The relatively high growth rates have had an inverse affect on the lives of the masses. Both states have continued to spend astronomical sums on the military and weapons of mass destruction (nuclear programmes). They are among the world’s top ten military spendthrifts, while in the realm of social indicators they are amongst the lowest. Almost half of the world’s poverty now resides in this South Asian subcontinent.

This chant of opening up trade, visas for businessmen and journalists, MFN status and other cosmetic proclamations does not mean much for the impoverished millions who are living in utter distress and agony on both sides of the Radcliffe Line. For ordinary people to get a visa for India or Pakistan is a byzantine and humiliating experience. And that is not going to end anytime soon.

With the socioeconomic deterioration of any state, its diplomacy becomes more deceptive, hypocritical and cunning. It is more of a ploy for domestic consumption than any serious foreign policy strategy. Although certain sections of the bourgeoisie want friendly relations in trade and commerce to boost their dwindling profits, those who argue there can be friendly, peaceful and ‘normal’ relations in the throes of the present socio-economic crisis are at best being naive or deceitful.

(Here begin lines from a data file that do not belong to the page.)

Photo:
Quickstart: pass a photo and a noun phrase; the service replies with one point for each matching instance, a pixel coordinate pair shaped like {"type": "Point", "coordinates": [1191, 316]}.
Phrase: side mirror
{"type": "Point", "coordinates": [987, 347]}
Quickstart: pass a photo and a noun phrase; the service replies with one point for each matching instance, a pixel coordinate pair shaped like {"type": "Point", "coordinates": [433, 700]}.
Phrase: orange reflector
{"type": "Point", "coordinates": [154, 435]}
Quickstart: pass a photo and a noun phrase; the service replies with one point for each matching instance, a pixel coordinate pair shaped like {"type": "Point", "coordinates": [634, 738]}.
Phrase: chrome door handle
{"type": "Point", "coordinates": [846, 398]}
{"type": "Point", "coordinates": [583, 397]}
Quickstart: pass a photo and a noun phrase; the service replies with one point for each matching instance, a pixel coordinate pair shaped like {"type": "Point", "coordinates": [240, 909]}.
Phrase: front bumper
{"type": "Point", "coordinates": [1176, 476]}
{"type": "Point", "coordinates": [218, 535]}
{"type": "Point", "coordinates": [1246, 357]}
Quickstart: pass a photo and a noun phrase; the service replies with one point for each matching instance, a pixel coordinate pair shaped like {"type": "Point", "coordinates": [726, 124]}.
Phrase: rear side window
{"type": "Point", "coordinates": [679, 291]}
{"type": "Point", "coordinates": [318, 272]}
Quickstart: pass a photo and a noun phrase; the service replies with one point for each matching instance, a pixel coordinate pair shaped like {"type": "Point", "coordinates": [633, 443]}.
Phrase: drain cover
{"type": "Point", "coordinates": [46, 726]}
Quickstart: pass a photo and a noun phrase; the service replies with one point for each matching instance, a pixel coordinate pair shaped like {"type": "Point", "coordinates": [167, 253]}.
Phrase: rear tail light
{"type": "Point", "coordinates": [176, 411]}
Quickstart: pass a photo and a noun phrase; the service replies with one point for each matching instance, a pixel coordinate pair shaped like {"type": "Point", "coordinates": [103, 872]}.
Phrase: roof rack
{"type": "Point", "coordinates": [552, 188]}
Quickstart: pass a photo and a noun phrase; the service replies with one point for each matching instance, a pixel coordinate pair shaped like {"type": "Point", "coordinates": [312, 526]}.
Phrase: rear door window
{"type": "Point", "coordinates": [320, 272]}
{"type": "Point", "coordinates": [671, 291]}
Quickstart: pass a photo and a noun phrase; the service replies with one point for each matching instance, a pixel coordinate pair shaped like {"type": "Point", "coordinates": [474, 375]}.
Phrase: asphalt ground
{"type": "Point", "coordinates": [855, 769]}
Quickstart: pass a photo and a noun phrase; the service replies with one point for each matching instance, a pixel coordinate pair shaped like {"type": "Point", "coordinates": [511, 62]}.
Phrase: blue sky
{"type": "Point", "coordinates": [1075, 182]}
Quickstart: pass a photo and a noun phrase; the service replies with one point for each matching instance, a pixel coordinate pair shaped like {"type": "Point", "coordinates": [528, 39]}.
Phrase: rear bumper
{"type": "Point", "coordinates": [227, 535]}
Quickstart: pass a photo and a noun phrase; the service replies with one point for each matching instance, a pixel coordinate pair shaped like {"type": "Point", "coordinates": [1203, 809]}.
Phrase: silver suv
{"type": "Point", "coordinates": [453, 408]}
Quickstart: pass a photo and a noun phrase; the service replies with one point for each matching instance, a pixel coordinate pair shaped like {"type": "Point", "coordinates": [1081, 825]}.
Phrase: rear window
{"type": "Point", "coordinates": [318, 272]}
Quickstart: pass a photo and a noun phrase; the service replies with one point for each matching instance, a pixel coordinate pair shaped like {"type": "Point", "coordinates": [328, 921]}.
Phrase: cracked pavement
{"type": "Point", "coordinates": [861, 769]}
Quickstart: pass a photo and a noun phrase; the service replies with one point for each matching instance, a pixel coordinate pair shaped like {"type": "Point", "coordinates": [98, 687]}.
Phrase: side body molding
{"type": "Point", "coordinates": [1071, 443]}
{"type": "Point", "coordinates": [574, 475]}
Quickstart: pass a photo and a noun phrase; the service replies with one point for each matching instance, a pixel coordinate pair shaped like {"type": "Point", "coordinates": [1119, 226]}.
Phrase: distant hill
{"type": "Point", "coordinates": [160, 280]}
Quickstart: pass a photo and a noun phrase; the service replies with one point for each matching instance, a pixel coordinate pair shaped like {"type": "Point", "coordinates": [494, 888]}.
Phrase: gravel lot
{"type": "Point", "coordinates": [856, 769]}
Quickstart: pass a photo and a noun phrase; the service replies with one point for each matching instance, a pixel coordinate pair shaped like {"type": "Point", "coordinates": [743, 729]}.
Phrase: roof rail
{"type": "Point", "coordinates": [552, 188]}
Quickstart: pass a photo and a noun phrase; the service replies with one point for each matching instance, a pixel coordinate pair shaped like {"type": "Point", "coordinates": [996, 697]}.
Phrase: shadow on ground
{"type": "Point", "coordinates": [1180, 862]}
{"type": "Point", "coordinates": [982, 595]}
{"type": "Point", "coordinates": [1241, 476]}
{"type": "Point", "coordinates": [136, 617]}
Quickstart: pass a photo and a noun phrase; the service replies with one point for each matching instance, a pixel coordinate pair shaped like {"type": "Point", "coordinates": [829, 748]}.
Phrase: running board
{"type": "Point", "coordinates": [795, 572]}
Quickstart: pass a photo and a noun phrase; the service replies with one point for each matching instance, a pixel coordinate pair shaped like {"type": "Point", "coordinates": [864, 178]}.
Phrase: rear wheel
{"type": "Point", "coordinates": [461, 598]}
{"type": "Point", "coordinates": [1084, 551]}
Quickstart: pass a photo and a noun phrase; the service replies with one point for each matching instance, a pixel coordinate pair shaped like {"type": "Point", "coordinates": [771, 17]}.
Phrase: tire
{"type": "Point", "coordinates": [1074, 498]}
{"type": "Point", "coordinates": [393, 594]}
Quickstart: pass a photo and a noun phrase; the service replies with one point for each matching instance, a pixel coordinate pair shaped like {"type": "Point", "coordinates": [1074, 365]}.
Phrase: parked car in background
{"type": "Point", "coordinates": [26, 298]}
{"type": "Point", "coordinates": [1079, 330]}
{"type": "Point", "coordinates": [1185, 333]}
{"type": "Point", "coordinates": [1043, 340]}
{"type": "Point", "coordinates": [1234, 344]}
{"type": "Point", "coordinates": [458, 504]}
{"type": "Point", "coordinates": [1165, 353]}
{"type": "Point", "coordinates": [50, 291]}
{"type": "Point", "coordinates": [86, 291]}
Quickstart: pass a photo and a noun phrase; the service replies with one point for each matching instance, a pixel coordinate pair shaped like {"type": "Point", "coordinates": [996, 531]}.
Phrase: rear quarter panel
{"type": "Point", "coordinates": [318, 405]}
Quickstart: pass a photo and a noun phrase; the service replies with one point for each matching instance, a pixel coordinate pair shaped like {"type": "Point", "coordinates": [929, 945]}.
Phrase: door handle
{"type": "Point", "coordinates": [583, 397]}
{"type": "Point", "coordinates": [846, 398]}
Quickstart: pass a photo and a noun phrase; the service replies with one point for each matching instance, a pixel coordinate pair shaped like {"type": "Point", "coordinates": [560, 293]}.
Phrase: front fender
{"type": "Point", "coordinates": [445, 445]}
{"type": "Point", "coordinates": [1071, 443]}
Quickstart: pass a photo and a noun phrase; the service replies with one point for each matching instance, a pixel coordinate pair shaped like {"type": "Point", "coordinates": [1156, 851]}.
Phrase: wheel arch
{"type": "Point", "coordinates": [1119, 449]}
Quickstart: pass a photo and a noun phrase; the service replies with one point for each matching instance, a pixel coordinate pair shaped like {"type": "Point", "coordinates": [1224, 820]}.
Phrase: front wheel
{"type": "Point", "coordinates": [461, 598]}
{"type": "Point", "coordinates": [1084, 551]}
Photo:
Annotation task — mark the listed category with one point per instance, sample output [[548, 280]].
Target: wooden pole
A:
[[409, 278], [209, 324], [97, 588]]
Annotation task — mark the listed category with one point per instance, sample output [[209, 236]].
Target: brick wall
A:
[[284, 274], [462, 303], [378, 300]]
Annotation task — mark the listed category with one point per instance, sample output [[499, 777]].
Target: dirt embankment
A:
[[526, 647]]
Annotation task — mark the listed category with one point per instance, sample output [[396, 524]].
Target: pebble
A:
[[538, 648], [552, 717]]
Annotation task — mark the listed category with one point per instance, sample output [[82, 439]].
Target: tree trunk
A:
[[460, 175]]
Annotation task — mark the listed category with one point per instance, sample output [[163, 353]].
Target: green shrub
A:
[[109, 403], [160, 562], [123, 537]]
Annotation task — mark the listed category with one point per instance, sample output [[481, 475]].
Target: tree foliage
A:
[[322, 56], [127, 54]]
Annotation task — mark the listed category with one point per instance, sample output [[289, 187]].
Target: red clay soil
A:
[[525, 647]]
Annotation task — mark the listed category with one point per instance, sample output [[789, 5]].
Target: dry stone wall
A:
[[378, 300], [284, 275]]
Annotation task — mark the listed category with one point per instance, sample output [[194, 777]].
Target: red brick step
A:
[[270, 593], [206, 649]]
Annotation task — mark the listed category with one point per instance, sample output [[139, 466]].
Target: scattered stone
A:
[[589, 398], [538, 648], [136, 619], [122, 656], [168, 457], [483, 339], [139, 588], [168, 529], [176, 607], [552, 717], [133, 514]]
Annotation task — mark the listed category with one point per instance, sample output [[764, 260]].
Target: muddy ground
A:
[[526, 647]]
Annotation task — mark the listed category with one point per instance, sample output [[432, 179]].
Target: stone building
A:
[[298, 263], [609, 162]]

This artificial conflict relying heavily on false notions will continue to be deployed to derail the masses from taking on the oppressor in exactly the same way partition was utilised to divert and disrupt the revolutionary upsurge in the mid-1940s through religious bifurcation and ethnic bloodshed. Otherwise, that movement would not have stopped at the stage of national independence on a capitalist basis. It would have inevitably crossed over to the stage of a social revolution. The imperialist plunder and the exploitation of the native elite would have been abolished. These policies have been set on those lines ever since.

The cornerstone of Pakistan’s foreign policy is India-centric and vice versa. The prime intelligence agencies have a decisive control over them. Such is the stranglehold that the peace activists are frustrated by them and in exhaustion are compelled to compromise on the pettiest of issues. Who can deny the insanity of the conflict in Siachen? Thousands of soldiers have perished in the harsh climatic conditions in this highest battlefield in the world.

However, there is a method in this madness. Sir Creek, the fishermen’s predicament and other secondary issues can be resolved. That might happen. But on the so-called core issues like Kashmir, the process of resolution has not really begun in the last six decades. The reality is that the subcontinental ruling classes and their imperialist masters have no inclination to resolve, and cannot resolve, this antagonism within the existing social, economic and geographical setup. The military oligarchies want their share of GDP, and the politicians use these hostilities to crush domestic dissent and movements of the toiling classes.

The military-industrial complex of imperialism extorts its plunder from this enmity. Martin Lockheed, General Dynamics and the likes lobby the US Congress for manufacturing policies that create markets, wars and hostile conditions for their destructive toys. The Hindu and Muslim bigots also have their stakes in this conflict.

As the talking about talks goes on in this fragile process and pressure builds up for a meaningful settlement, a single terrorist attack or an explosive event can unravel the whole process right back to zero. After all, that is exactly what has been happening all along. To continue with existing state structures and exploitative patterns, the ruling classes need this kind of sub-threshold hostility and occasional gestures of peace and friendship. Hence, in the present system, ‘normalcy’ is a utopian dream.

However, misery, exploitation, repression and destitution are becoming intolerable for the masses of the region. Once they erupt in revolt, the transformation will have to go the whole hog. The 1946 revolution will be redeemed. And of course revolutions know no frontiers. A voluntary socialist federation of South Asia is the only way out of this tyranny.